The other day I read something that is so perfectly reflective of where I'm at that I couldn't wait to share it. So I wrote up a post and then looked at the front of the book, which had, as most books do, a little warning about reproducing without permission. Dagnabit. Partially because I'd already written it up and partially because there's no way I'll be able to summarize what they wrote in a way that comes even close to how wonderfully well they wrote what they did.

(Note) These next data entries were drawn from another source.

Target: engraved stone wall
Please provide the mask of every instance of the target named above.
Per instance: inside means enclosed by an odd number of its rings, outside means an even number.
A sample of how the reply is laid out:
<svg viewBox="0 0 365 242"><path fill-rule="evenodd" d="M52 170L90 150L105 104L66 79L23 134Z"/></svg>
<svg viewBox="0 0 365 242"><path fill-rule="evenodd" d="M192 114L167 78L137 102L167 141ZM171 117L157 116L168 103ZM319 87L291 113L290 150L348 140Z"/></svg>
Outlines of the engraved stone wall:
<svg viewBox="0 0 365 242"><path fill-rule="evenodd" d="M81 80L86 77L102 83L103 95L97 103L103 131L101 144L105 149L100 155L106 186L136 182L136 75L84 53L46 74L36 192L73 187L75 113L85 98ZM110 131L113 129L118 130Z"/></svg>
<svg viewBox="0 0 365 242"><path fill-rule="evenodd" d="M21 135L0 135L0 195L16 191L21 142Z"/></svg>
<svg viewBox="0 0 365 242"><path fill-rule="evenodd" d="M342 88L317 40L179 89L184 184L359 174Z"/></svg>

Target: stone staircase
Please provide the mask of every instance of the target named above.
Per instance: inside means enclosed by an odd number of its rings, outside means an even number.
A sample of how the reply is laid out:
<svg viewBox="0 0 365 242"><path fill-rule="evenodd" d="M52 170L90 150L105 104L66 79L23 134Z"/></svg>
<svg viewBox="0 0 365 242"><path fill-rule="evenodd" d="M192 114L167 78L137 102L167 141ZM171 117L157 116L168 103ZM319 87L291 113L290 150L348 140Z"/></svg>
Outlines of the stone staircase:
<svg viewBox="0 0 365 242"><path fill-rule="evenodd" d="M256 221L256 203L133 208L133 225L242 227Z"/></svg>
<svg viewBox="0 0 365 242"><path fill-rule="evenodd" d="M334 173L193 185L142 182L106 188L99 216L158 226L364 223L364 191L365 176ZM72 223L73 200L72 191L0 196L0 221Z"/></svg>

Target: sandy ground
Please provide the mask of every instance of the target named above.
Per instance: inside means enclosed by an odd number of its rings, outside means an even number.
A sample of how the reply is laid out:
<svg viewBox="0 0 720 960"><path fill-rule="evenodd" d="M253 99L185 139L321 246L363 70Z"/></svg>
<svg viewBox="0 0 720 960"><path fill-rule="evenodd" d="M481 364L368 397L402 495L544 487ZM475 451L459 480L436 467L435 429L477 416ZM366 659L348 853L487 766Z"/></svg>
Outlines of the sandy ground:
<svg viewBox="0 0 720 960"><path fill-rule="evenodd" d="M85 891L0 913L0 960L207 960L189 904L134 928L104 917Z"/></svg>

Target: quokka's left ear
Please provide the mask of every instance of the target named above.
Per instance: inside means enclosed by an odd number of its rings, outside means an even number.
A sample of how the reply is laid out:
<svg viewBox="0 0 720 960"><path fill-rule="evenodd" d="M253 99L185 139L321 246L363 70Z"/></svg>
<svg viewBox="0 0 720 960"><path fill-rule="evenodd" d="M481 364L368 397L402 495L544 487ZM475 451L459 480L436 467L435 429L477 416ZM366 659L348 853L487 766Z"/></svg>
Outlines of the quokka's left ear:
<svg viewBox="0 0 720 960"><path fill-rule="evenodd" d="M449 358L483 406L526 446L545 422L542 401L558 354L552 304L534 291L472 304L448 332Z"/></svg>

I got the book As Always, Julia The Letters of Julia Child & Avis DeVoto Food Friendship & the Making of a Masterpiece because I love to cook and have been using Julia's cookbooks forever. Their correspondence began when Julia wrote a response to an article Avis' husband wrote on American knives. Julia sent him a French knife and Avis, handling her husband's correspondence, wrote back. They ended up writing for years and their letters covered politics (McCarthy era), publishing, cooking, travel, families - everything. That initial letter lead to the eventual publishing of Mastering The Art of French Cooking.
They have a lot in common: both women are Democrats; both are very political; and both love food. They are, to use their terms, egghead intellectuals. Avis is 48 and Julia 40 when their letters begin. And the two women forge a lasting friendship on the chance writing of a letter.
While I've found the food discussion interesting, it is Avis, rather than Julia, who truly fascinates me. She has two sons, one of whom's still at home during the correspondence, and one of whom is returning from military service in need of help. He has what sounds like autism to my only partially educated ear. Her description of their life with him is honest, loving and despairing, and very human. She is like an amalgam of many of my friends, and yet enough unlike them as to make me want to know her, specifically. She is a wife, mother, editor, writer, encourager, helpmate, friend and, later, widow.
Mid-way through the book there's a section where Julia's busy pigeon-holing people into groups. She's got groups she dislikes, one of which she labels UMB - Upper Middle Brow, most of whom are Republicans and reside in the mid-western and western states. She describes them as basically nice, but, given their lack of intellectualism and achievements, a waste of human material. She's being flippant and not a little derisive, and Avis calls her on it, telling her that she's being too quick to categorize people and that these Republicans are apt to occasionally have answers that are better than those of the eggheads. Avis goes on to say that she's continually surprised by good things about these people...and that some of the intellectuals that she knows can be the "awfullest fools."
Avis then shares with Julia her take on a family she knows who publicly present a wonderful face, but who are dealing in private with something that turns them into a "mass of well-concealed panic." She tells Julia that she admired this family, thinking it ideal, until she really knew their story. And that the complexity of people caused her to love them, turning her "to mush."
I love Avis' response. Because the older I get, the truer her response rings. In terms of understanding and sometimes being awed by the complexity of humanity, Avis DeVoto nails it.
Avis died in 1989. And I was pretty sad to read that part, as I'd like to have known her. She'd not make a comfortable friend, but you'd be a better person because of her friendship. Julia Child certainly was.